Dine delicious! But Smart! – Every Friday for me is date night, and that means that I am going to have delicious food, somewhere. When I travel that is no different, just more days of dining out. Strong commitment but also good planning is important to anyone that is looking after their health. This is especially true about nutrition, even more so while traveling. Small considerations, such as if you know you are having a heavier, richer dinner, opt for a lighter, healthier lunch. Or better yet, when dining out, whether lunch or dinner have a combination of the things that you want, and the healthier choices that you need. For example make protein the center of your meal. In the end the whole meal will still be delicious, you will feel great about your choices, and the experience is priceless.
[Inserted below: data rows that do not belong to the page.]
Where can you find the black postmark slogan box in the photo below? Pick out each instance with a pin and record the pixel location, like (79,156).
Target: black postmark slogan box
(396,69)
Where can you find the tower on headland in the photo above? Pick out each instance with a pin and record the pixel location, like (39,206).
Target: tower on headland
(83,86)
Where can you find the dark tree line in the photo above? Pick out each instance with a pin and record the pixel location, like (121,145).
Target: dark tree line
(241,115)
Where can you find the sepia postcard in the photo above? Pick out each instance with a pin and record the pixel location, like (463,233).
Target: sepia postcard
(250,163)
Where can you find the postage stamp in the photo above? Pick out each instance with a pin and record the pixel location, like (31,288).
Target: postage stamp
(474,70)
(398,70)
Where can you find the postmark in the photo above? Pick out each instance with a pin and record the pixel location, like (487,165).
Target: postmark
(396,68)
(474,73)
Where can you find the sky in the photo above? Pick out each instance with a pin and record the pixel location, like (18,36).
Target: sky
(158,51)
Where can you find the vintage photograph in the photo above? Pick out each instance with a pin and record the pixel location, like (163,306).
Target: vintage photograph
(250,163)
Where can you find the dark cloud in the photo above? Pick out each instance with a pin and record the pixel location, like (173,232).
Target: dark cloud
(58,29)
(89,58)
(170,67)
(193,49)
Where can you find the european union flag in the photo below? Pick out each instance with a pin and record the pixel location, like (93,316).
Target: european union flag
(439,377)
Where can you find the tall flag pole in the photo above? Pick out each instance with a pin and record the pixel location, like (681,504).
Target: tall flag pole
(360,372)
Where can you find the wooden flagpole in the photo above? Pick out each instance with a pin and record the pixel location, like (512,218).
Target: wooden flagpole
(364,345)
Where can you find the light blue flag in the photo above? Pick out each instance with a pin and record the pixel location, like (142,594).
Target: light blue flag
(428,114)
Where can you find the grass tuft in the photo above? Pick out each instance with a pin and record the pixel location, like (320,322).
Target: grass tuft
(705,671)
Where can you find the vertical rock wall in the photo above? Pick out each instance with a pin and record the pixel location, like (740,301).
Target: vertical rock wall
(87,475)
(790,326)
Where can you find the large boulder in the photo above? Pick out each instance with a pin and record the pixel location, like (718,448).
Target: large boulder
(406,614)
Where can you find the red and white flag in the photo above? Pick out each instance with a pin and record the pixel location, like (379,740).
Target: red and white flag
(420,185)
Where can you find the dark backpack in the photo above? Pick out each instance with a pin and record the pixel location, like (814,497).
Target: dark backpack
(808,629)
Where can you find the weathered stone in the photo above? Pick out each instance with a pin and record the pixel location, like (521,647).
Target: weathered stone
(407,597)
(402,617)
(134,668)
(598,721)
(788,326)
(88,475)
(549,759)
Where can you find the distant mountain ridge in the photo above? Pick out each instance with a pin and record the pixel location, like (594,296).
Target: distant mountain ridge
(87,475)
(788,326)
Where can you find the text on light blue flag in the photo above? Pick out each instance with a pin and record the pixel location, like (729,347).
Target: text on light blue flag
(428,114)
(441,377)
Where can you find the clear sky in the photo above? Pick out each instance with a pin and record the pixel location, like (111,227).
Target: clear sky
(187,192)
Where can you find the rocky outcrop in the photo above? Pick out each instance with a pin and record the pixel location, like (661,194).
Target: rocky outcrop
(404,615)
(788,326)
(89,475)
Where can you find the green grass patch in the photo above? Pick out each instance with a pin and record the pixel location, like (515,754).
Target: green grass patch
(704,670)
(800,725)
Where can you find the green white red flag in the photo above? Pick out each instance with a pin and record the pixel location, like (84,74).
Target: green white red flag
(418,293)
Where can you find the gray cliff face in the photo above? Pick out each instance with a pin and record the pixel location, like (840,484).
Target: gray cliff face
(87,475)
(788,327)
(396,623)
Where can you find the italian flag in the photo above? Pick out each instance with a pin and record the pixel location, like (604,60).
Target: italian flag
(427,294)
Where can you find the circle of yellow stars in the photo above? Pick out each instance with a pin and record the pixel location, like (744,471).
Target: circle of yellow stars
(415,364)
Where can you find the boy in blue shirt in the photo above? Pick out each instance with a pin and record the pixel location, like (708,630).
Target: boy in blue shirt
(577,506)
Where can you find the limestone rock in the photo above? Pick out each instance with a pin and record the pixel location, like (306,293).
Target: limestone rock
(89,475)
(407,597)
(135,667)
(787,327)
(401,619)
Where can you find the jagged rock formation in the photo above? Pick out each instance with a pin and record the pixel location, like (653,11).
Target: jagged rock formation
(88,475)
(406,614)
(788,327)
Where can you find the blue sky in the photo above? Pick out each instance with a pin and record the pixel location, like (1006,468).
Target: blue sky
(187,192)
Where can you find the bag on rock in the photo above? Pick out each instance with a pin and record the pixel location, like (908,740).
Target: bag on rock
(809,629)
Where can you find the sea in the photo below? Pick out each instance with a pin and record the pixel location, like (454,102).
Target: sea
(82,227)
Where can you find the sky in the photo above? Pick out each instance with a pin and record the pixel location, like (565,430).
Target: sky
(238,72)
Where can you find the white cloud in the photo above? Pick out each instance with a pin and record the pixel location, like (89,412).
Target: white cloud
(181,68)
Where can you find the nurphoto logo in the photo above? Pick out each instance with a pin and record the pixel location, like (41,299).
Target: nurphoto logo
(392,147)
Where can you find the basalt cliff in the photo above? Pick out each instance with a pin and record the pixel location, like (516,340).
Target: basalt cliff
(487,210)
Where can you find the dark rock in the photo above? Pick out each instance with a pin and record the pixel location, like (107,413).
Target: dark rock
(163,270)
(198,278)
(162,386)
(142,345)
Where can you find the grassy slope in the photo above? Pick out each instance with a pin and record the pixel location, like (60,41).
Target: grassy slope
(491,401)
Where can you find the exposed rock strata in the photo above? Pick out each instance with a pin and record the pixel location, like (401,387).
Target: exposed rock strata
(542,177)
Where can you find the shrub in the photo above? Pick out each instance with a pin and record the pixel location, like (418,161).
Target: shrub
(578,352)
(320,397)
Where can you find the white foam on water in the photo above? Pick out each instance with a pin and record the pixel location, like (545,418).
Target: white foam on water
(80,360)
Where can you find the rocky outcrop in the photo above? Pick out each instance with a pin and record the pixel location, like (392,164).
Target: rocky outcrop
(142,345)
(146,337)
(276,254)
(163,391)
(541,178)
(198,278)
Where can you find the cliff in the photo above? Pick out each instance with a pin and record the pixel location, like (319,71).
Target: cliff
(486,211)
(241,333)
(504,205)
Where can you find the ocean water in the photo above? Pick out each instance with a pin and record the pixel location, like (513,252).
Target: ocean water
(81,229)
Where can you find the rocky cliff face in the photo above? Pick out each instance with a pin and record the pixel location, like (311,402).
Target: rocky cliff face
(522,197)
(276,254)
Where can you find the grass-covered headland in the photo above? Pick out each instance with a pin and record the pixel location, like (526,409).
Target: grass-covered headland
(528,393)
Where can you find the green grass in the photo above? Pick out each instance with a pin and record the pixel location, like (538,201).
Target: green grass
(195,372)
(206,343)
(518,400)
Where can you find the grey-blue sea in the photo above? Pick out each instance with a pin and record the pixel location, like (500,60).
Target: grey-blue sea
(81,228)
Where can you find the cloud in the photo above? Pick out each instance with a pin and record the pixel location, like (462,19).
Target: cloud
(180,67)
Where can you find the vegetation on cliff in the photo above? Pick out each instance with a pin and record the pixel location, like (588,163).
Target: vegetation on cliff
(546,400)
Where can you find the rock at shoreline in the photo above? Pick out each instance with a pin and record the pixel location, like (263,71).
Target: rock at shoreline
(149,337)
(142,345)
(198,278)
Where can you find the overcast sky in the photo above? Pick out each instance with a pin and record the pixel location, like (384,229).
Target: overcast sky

Get Physical – My strategy about working out when I travel is to keep the workouts simple. The workout should require no weights, or if you are an advanced athlete and need more challenge, you can add resistance bands to the mix and you will have plenty. The workout even though simple, it should cover all major body parts, raise your heart rate, and challenge your strength endurance. My go-to workout starts with a 10  minute dynamic warm up and 5 sets of 20 yard sprints, Split Squats, Single Leg Romanian Deadlift, Push-ups, Plank Rows, Side to Side Plank, Mountain Climbers, Glute Bridges and  Superman’s. I perform each for 20 repetitions andI aim to complete all nine exercises without any rest. Once I complete a set I will take a 1 minute rest and do all 9 exercises again until I perform the circuit 5 times. Depending on your current fitness and health level you may need to do variations of the exercises, and variations of the rest times. But don’t quit, the most important thing is to finish it. My second go to workout is running! In my own personal fitness world it is the closest thing to escaping reality and feeling free. More importantly running is quick, requires very little if any preparation, and almost no thought process or preparation.